The analysts said the extra loan-loss provisions of between $500 million and $600 million are related to Wachovia's acquisition of mortgage company Golden West Financial. "As such, we believe the company is trying to get ahead of likely higher future mortgage losses in California," they wrote. Last year, Wachovia bought Golden West for $26 billion.
"Nevertheless, we consider this to be negative news," Deutsche Bank said. "Per the investment bank, management indicated that it would stay the course but we wonder if additional changes could be needed. Second, per Golden West, it now becomes even more obvious that Wachovia purchased the thrift at the wrong time of the cycle."
"Perhaps more important than the valuation write-downs is the need to build the loan loss reserves for credit quality deterioration," wrote Stifel Nicolaus & Co. analysts in a report Friday. "The need for additional valuation write-downs was becoming evident in recent weeks, so the Street knew it was coming.
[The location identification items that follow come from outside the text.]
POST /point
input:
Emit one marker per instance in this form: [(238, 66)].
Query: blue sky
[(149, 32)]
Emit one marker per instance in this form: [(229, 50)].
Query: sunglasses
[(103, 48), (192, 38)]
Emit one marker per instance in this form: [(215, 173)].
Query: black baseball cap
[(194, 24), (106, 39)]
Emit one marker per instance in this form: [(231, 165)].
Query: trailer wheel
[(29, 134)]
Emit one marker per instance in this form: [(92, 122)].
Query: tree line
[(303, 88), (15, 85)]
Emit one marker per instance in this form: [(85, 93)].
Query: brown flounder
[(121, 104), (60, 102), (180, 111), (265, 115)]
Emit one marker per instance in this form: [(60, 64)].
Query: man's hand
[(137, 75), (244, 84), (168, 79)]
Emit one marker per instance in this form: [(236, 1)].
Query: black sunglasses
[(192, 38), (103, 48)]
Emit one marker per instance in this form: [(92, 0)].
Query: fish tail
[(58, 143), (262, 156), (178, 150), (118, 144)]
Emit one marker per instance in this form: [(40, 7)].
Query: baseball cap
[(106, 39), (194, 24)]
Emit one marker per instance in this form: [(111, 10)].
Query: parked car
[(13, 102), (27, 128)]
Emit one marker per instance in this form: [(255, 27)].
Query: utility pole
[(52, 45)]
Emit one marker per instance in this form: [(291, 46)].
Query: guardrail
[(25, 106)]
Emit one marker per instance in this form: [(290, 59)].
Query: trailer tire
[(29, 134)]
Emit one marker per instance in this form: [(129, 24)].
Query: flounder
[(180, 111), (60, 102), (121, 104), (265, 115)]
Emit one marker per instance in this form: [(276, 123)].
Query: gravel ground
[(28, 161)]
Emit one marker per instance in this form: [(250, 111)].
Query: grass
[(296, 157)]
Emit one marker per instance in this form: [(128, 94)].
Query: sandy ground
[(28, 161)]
But the credit losses may not have been as expected."
The analysts lowered their fourth-quarter profit estimate for Wachovia to 55 cents a share from $1.10.
"Everyone keeps hoping that the worst is over, but we expect to see continued negative news as the fallout from the subprime lending spree spreads," said Walter O'Haire, senior analyst at financial research and consulting firm Celent.
"The hangover is not only painful, but there is no near end in sight," he said. "To complicate matters, there is still disagreement on how to best arrive at a 'market value' for various complex debt derivatives [and] securities, since almost no one wants to own the paper and there is little to no market for it today."